He was carelessly tied to a barbeque stand in the midst of one of those fierce monsoons that usually hit our country midyear. The rope was tied so tight, he can barely move his neck, but meow he did, and this, he did with all his little cat heart. This was how my sister found him, soaking wet and freezing, barely able to stand, as he was just a wee kitten –how could anyone be so cruel as to subject such a small, unsuspecting creature to such a horrid, heartless condition? So my sister took him, cut his rope and wrapped him with her jacket, bundled him into her bag and brought him home.
When Oliver arrived at our house, he was a scrawny, smelly thing, barely out of drinking from his catmom’s tit. He had such large eyes for his diminutive body that they were the only features that were prevalent in his half-starved state, that and his protruding ribs. It was obvious that he wasn’t fed much and coupled with almost freezing to death; he looked like he wouldn’t make it, but we took him in anyway. However, despite and inspite of being in such a sorry state, upon arriving at our house, he looked about with such wonder with his large cat- stare that it was difficult to believe he didn’t have it in him to get better – bear in mind that this was a kitten who called attention to himself by mewling as loud as he can, through the howling winds of a Baguio Monsoon (if you’ve ever experienced typhoon season in Baguio, you’d know what I am talking about).
Oliver grew up to be a *excuse the cliché* very good cat. He was sweet and always liked being carried around and petted, unlike some of our other cats who preferred to be left alone. He wasn’t a choosy eater, and luckily, he wasn’t prone to disease either. In short, he was a perfect cat. I guess it was because we loved and showered him with so much attention that he flourished in his new surroundings. His coat was silky and shiny, and believe it or not, he grew to be the size of a small dog (which is actually big for a cat). His best feature really were his eyes, they were large green and lined with black that one could almost suspect he (and a cat at that!) applied eyeliner everyday (“catliner”, what a concept!). My younger sister’s classmates would always gasp in surprise when what they thought of as a stuffed toy would suddenly move and rub against their feet, asking in his cat-way to be carried and petted.

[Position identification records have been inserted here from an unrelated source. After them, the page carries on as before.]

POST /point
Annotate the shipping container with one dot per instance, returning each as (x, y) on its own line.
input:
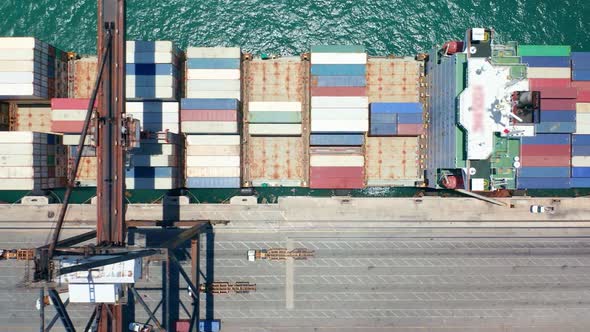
(337, 139)
(544, 50)
(558, 116)
(544, 172)
(338, 58)
(333, 81)
(546, 61)
(543, 183)
(546, 72)
(213, 63)
(581, 172)
(549, 139)
(338, 70)
(547, 161)
(276, 129)
(275, 161)
(580, 182)
(208, 104)
(229, 182)
(339, 91)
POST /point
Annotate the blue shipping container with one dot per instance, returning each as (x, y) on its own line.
(208, 104)
(151, 172)
(544, 139)
(558, 116)
(581, 75)
(205, 63)
(580, 182)
(544, 172)
(543, 183)
(150, 69)
(581, 172)
(396, 107)
(555, 127)
(546, 61)
(383, 118)
(338, 70)
(337, 140)
(351, 81)
(580, 60)
(213, 182)
(580, 150)
(382, 129)
(413, 118)
(580, 139)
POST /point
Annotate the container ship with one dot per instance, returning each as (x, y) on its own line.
(470, 115)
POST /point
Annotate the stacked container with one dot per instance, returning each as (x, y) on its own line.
(580, 66)
(155, 115)
(396, 119)
(31, 161)
(213, 161)
(274, 118)
(67, 117)
(545, 162)
(213, 72)
(31, 69)
(152, 70)
(154, 165)
(580, 161)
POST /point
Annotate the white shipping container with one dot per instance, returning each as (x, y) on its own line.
(339, 58)
(211, 140)
(213, 161)
(16, 77)
(337, 161)
(213, 85)
(583, 108)
(213, 74)
(214, 94)
(274, 106)
(159, 46)
(213, 172)
(581, 161)
(353, 114)
(22, 172)
(339, 102)
(150, 57)
(68, 115)
(212, 127)
(330, 126)
(156, 80)
(213, 150)
(214, 52)
(549, 72)
(283, 129)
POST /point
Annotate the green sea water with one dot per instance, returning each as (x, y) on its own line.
(401, 27)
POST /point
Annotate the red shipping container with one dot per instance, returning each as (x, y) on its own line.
(537, 83)
(343, 91)
(69, 127)
(583, 96)
(69, 104)
(337, 172)
(558, 104)
(549, 161)
(336, 183)
(405, 129)
(208, 115)
(545, 150)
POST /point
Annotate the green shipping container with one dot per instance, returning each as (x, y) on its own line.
(274, 117)
(544, 50)
(338, 49)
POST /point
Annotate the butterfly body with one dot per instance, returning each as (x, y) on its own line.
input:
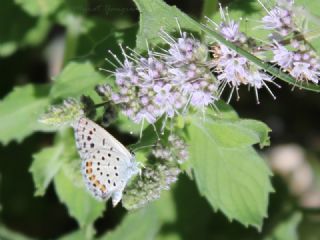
(107, 165)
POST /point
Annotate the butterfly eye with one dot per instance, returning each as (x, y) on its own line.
(132, 153)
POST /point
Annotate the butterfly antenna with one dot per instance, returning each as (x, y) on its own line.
(142, 147)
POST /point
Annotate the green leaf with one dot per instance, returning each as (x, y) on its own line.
(156, 15)
(287, 229)
(76, 79)
(19, 112)
(45, 166)
(234, 180)
(39, 7)
(7, 234)
(239, 133)
(137, 225)
(23, 31)
(71, 191)
(85, 234)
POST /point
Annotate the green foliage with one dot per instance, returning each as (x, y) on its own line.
(76, 79)
(141, 224)
(45, 166)
(287, 229)
(156, 15)
(20, 110)
(18, 29)
(39, 8)
(228, 171)
(71, 191)
(7, 234)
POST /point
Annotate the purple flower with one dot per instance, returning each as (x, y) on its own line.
(282, 56)
(304, 71)
(280, 18)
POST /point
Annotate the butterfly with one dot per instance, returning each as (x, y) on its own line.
(107, 165)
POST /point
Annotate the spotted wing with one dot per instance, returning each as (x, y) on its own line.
(106, 173)
(90, 137)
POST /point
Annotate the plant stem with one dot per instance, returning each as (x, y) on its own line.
(209, 8)
(265, 66)
(70, 45)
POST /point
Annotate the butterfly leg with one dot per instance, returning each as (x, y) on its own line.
(116, 197)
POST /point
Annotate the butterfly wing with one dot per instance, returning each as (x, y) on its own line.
(90, 136)
(107, 165)
(106, 174)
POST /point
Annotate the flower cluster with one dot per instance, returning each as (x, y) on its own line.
(149, 187)
(280, 19)
(159, 177)
(302, 63)
(231, 68)
(298, 59)
(163, 83)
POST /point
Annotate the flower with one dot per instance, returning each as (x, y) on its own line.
(301, 63)
(163, 83)
(280, 18)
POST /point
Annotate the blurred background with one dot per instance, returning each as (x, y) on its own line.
(33, 49)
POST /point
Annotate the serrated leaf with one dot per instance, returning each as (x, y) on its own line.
(239, 133)
(85, 234)
(156, 15)
(23, 31)
(45, 166)
(234, 180)
(40, 7)
(137, 225)
(287, 229)
(80, 204)
(76, 79)
(19, 112)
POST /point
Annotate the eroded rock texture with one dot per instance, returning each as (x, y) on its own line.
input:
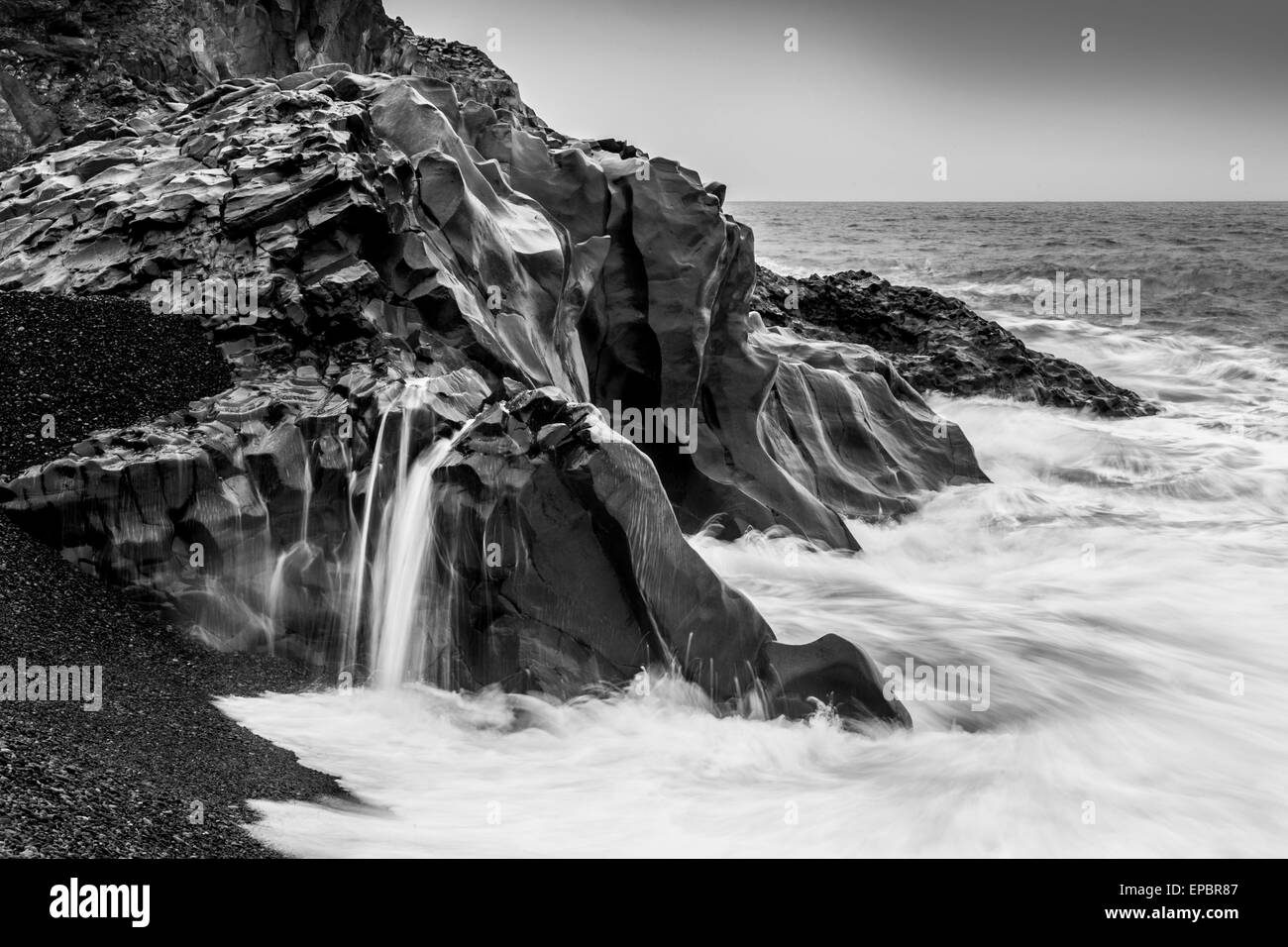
(390, 234)
(65, 63)
(935, 342)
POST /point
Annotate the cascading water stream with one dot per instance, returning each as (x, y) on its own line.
(406, 604)
(408, 618)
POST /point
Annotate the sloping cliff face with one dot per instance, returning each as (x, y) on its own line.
(381, 218)
(65, 64)
(413, 264)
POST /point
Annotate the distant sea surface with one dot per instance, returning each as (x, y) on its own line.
(1124, 581)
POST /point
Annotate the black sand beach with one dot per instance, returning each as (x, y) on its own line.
(125, 780)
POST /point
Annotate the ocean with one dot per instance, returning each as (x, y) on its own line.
(1124, 582)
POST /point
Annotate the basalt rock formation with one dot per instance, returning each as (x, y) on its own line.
(425, 299)
(382, 237)
(65, 64)
(936, 343)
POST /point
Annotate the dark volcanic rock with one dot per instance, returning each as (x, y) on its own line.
(425, 235)
(935, 342)
(65, 64)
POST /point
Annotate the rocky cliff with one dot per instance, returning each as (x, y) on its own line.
(400, 263)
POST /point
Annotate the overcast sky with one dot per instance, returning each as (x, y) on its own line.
(881, 88)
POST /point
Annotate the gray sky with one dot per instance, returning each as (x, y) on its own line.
(881, 88)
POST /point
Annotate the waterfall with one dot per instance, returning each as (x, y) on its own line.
(404, 607)
(408, 609)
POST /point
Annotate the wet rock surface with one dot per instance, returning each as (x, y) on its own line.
(936, 343)
(393, 250)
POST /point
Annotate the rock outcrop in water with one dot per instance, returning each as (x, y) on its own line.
(936, 343)
(393, 237)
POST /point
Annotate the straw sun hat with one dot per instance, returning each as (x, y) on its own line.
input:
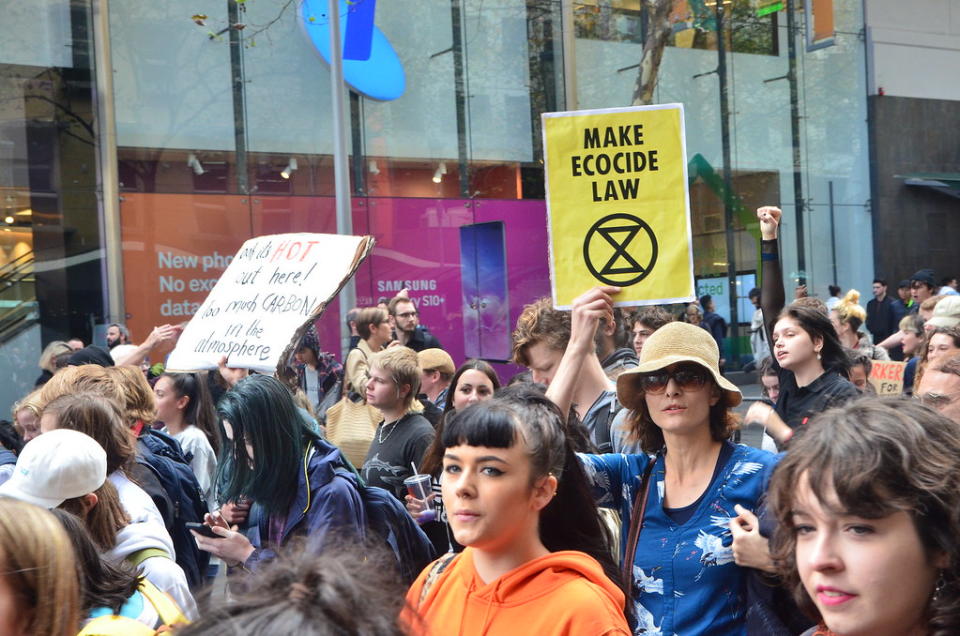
(672, 343)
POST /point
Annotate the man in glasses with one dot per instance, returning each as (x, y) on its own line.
(410, 333)
(940, 387)
(922, 286)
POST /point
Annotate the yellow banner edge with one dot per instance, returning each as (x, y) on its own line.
(686, 191)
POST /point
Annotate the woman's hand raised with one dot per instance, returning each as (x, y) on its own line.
(769, 221)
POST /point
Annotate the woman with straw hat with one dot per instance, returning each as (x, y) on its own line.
(678, 498)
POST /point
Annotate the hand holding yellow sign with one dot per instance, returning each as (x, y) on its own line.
(617, 204)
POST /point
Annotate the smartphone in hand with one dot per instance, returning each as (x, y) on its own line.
(202, 529)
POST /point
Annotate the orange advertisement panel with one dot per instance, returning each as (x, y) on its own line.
(175, 247)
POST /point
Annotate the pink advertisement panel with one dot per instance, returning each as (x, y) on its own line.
(470, 266)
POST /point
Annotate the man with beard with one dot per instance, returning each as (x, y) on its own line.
(410, 333)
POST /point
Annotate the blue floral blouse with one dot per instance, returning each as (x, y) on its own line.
(684, 579)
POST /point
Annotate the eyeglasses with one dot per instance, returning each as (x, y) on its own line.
(689, 377)
(936, 401)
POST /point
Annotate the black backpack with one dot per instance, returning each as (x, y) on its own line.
(163, 456)
(389, 523)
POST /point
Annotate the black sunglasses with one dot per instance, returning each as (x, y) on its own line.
(689, 377)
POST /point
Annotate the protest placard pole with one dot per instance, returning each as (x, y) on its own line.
(274, 288)
(341, 169)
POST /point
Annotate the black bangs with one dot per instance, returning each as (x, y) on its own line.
(483, 424)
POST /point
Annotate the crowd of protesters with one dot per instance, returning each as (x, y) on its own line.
(611, 488)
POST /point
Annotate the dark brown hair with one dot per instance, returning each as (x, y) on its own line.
(343, 591)
(100, 418)
(878, 456)
(105, 519)
(369, 317)
(653, 317)
(433, 458)
(818, 325)
(104, 584)
(200, 410)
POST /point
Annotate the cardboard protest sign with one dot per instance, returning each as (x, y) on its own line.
(617, 204)
(886, 376)
(260, 307)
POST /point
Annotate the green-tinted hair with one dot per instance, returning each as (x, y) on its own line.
(261, 412)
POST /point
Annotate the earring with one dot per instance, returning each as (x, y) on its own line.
(941, 583)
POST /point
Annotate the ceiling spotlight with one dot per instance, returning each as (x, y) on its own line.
(290, 169)
(440, 171)
(195, 164)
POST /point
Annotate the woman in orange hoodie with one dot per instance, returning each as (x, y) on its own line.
(537, 556)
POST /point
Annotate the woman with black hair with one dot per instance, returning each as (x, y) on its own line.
(811, 362)
(537, 555)
(273, 458)
(115, 590)
(475, 381)
(186, 409)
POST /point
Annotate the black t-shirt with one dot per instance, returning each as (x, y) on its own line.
(395, 446)
(797, 404)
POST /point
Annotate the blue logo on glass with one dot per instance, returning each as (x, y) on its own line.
(370, 65)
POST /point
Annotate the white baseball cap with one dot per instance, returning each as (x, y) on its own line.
(57, 466)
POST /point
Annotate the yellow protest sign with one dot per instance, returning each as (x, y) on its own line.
(617, 204)
(886, 376)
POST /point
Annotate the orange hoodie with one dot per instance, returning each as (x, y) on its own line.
(560, 593)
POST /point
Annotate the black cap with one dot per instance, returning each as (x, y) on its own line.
(91, 354)
(924, 276)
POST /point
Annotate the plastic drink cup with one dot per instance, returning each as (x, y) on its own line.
(418, 486)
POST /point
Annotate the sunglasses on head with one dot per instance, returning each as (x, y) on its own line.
(689, 377)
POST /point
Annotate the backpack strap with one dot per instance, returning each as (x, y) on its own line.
(138, 557)
(604, 434)
(436, 569)
(166, 608)
(637, 513)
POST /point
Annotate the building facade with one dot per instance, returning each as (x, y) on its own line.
(142, 143)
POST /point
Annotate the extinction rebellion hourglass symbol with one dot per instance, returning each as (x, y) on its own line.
(634, 250)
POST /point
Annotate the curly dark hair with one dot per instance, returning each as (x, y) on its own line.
(343, 591)
(642, 428)
(654, 317)
(818, 325)
(540, 322)
(879, 456)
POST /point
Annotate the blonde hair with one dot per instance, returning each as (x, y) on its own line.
(849, 310)
(85, 378)
(50, 354)
(404, 368)
(139, 401)
(38, 563)
(30, 403)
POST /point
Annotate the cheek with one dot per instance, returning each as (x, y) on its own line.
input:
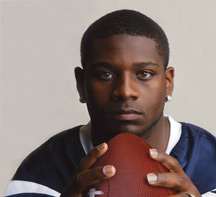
(154, 94)
(97, 93)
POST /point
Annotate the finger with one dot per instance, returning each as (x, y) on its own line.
(169, 162)
(183, 195)
(94, 175)
(91, 158)
(170, 180)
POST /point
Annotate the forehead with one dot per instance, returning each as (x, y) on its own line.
(124, 49)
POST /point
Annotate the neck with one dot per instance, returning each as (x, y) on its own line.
(157, 136)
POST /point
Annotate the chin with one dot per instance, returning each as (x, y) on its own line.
(128, 128)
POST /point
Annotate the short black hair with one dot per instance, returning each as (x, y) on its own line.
(128, 22)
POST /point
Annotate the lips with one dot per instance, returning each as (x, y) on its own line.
(126, 114)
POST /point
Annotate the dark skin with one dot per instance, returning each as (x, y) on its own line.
(125, 86)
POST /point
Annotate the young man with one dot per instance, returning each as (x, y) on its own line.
(125, 83)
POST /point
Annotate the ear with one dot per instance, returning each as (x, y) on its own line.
(79, 74)
(169, 74)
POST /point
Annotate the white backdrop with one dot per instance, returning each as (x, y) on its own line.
(40, 48)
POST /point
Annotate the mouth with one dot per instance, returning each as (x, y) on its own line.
(126, 114)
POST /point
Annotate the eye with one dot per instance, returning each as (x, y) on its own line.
(144, 75)
(106, 75)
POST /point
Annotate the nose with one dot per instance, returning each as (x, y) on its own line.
(125, 88)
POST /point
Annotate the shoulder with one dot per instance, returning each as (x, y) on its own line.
(196, 152)
(50, 165)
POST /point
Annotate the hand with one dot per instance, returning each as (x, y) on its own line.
(175, 179)
(85, 176)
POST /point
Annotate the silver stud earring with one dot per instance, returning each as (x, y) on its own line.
(82, 99)
(168, 98)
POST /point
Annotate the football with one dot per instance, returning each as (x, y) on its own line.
(129, 154)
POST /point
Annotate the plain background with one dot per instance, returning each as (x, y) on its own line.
(40, 48)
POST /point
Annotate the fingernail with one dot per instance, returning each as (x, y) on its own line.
(108, 170)
(152, 178)
(154, 153)
(101, 146)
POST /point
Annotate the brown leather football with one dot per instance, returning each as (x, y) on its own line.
(129, 154)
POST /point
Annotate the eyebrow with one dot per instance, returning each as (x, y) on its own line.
(146, 64)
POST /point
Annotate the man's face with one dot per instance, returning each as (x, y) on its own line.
(125, 85)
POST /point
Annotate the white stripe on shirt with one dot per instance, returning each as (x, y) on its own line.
(21, 187)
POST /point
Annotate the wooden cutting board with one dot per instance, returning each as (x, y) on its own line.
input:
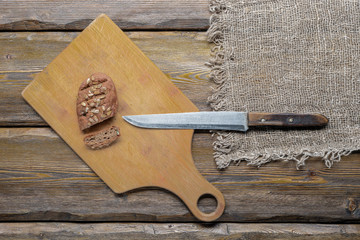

When I moved to Manila, Oliver would always be one of the reasons I’d look forward going home to. Whenever I’d step inside the gate, he’d always come to my arms, like I’ve never even left.
This is the first Christmas we’re going to spend at home without Oliver sitting on our sofa. Recently, he was diagnosed with cancer. Yes, cats get cancer too. It started to manifest as a little wound on his nose, nothing to be worried about initially. Cats get wounds all the time – especially if they were male and weren’t spayed, they’d have “alpha fights” and in a few days, the wound would scab over and heal. When the wound didn’t show signs of the usual healing, my older sister went to the vet and got some antibiotics so we could medicate him even from home. However, Oliver’s wound didn’t get better. Instead, it got worse. My sisters and I all live away from home so we had to hear of Oliver’s condition from our parents. The antibiotics weren’t doing anything to improve Oliver’s condition. Finally, Mom and Dad brought him to the vet and our worst fears were confirmed. There was a tumor growing on Oliver’s head and it got so bad that his eyes, throat and whole face were already affected. He couldn’t even eat solids anymore. So we had to make a difficult decision. Oliver was in so much pain, the only thing for him was to be put asleep. I wasn’t there when it happened. I heard Mom say it over the phone. I was on my way to the bank, and I suppose I looked like a total fool but I wasn’t able to hold back the tears. I/we, have lost a great, good friend who stayed with us for 8 wonderful years and I wouldn’t weep any less for him than I would for any of my human friends. He was a part of our family. Dad buried him behind our house; he wouldn’t leave him at the vet’s to be disposed of. I guess any pet owner could relate. Our pets are more than just animals – they are our childhood, they are we, sans all the complexities it takes to be human - our simple joys and the shoulders offered anytime to be cried on. They are our music, our bossom buddies. They are our prayers to God and the answers as well. They are our pets, but somehow, they are more than that.
I know Oliver led a good life. We gave him the best we could. Somehow I know he’s in a better place now but that doesn’t stop me from grieving. There’s just no getting over a good pet, harder still to let go of a great friend. We’ll miss you Oliver, goodbye.